Message267982
| Author |
lemburg |
| Recipients |
Lukasa, Theodore Tso, christian.heimes, dstufft, larry, lemburg, martin.panter, ncoghlan, vstinner |
| Date |
2016年06月09日.08:11:37 |
| SpamBayes Score |
-1.0 |
| Marked as misclassified |
Yes |
| Message-id |
<575924B1.1030602@egenix.com> |
| In-reply-to |
<1465459075.04.0.420296303967.issue27266@psf.upfronthosting.co.za> |
| Content |
On 09.06.2016 09:57, STINNER Victor wrote:
>
> STINNER Victor added the comment:
>
> I played with select() on Linux on a VM:
>
> * /dev/random: it works as expected
> * /dev/urandom: the device is already seen as readable even before the urandom entropy pool is initialized.
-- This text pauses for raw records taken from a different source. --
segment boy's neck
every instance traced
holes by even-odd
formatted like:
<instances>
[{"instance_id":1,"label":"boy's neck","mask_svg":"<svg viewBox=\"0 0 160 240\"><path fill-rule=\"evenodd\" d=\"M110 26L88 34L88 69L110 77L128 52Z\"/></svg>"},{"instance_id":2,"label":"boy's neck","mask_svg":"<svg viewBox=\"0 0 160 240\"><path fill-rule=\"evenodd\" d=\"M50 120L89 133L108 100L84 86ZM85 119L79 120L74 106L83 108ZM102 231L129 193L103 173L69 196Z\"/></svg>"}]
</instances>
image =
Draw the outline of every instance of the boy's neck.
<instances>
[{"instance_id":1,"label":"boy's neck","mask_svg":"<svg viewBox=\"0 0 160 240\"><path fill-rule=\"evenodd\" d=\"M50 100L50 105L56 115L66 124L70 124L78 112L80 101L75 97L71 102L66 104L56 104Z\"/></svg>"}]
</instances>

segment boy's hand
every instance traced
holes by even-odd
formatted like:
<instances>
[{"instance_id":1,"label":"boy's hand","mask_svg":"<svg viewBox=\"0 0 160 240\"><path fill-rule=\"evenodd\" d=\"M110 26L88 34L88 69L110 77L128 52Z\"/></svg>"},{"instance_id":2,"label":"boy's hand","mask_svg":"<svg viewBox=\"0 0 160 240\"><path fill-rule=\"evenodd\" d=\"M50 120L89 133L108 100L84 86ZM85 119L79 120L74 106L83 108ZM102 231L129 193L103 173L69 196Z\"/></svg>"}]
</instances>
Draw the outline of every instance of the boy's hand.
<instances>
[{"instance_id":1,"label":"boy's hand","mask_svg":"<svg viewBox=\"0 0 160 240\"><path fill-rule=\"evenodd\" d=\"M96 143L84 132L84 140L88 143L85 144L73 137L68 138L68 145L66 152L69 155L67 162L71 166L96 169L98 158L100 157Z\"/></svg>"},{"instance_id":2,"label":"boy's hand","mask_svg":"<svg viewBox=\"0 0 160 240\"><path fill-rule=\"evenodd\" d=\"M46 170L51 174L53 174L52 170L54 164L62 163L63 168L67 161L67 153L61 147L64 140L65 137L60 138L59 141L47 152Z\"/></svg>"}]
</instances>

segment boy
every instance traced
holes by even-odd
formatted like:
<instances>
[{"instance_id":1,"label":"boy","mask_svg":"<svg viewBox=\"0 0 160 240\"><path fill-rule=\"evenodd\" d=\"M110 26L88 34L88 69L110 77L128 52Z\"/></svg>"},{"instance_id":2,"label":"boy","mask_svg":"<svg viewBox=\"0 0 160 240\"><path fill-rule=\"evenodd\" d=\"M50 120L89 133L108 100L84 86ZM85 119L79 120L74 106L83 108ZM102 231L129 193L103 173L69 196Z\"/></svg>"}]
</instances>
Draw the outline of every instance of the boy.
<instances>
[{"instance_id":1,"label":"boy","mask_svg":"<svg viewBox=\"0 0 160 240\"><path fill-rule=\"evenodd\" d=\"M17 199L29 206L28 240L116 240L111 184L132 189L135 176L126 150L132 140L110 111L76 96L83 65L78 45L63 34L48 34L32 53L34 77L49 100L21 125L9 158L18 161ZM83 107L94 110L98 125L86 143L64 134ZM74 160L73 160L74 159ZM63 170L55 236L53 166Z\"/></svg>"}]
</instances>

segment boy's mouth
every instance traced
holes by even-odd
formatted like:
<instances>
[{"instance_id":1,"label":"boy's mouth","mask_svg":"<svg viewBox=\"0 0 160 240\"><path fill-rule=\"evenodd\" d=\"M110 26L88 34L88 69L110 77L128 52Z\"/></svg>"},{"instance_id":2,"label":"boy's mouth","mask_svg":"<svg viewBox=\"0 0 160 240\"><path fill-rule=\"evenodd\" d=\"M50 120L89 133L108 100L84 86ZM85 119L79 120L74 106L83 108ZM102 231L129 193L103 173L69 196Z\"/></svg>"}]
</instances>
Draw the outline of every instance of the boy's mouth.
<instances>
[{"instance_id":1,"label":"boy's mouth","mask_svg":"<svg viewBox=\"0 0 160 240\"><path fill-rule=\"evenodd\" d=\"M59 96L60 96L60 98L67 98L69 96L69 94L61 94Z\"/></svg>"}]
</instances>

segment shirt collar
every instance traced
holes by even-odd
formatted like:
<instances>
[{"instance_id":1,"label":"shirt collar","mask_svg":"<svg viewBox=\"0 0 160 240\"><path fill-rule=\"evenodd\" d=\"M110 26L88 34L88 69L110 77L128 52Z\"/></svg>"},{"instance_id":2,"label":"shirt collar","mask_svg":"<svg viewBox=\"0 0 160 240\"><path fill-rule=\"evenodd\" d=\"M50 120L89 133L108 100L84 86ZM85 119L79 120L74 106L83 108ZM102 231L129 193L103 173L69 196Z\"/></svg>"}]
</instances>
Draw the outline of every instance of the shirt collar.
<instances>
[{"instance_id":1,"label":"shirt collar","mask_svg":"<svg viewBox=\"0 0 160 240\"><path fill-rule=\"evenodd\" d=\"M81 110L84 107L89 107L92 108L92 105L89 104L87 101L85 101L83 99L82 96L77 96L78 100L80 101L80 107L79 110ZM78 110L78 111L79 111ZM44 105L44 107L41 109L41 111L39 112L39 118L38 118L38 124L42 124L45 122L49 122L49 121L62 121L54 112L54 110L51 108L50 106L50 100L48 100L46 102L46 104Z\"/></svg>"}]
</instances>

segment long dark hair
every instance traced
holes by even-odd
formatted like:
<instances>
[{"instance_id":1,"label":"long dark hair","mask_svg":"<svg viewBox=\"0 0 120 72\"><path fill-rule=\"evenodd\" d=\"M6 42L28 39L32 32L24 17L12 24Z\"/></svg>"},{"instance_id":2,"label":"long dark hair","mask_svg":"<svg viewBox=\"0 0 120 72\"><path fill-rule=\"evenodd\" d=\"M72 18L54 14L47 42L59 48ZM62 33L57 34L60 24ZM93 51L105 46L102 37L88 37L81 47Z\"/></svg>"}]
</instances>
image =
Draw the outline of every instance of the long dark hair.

It is not really surprising since, yes, read() does not block in practice
>
> To test Python before urandom is initialized, I used the init=/path/to/python trick in the boot loader.
It's best to look at the code for this in Linux:
http://lxr.free-electrons.com/source/drivers/char/random.c
getrandom() is implemented directly on top of the two
devices:
http://lxr.free-electrons.com/source/drivers/char/random.c#L1601
> By the way, I confirm that getrandom(GRND_NONBLOCK) fails with EAGAIN before urandom is initialized.
Right, and that's good, since it's better to let the application
control what to do than to simply block.